マルファン外来
マルファン外来は、マルファン症候群が疑われる患者さんの診断と情報提供を目的とする専門外来です。マルファン外来では、本疾患の特性に鑑み、患者さんの個人情報(プライバシー)保護には特に厳重に留意しております。安心して受診いただきますようお願い申し上げます。
概要
◆ マルファン症候群とは
最も一般的な結合織(体を支持する骨組みとなる組織)の疾患で、多くは遺伝性と考えられています。

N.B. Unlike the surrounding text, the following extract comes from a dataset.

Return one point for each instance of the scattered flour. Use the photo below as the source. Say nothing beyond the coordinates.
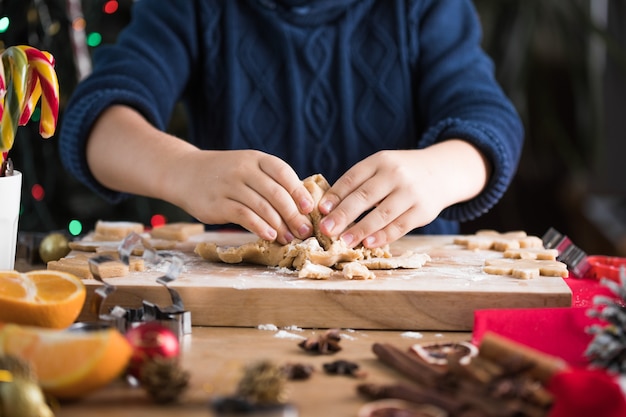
(271, 327)
(293, 328)
(282, 334)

発症頻度は出生5千~1万人あたりに1人とされています。
多くの患者さんは、高身長・長い手/足/指趾・高度近視・背骨や胸郭の変形、といった症状を示します。
心臓・血管病を発症する頻度の高いことが知られています。
「治る」病気ではありませんが、適切な治療や管理で良好な予後が期待できます。
◆ マルファン外来開設の目的
成人・小児を問わず、マルファン症候群が疑われる方々の力になることを目的として2005年4月に開設されました。2007年4月までの受診者数は約140名です。
縦割りの診療科体制では不可能であった、マルファン症候群患者さんの全身的症状把握が可能となります。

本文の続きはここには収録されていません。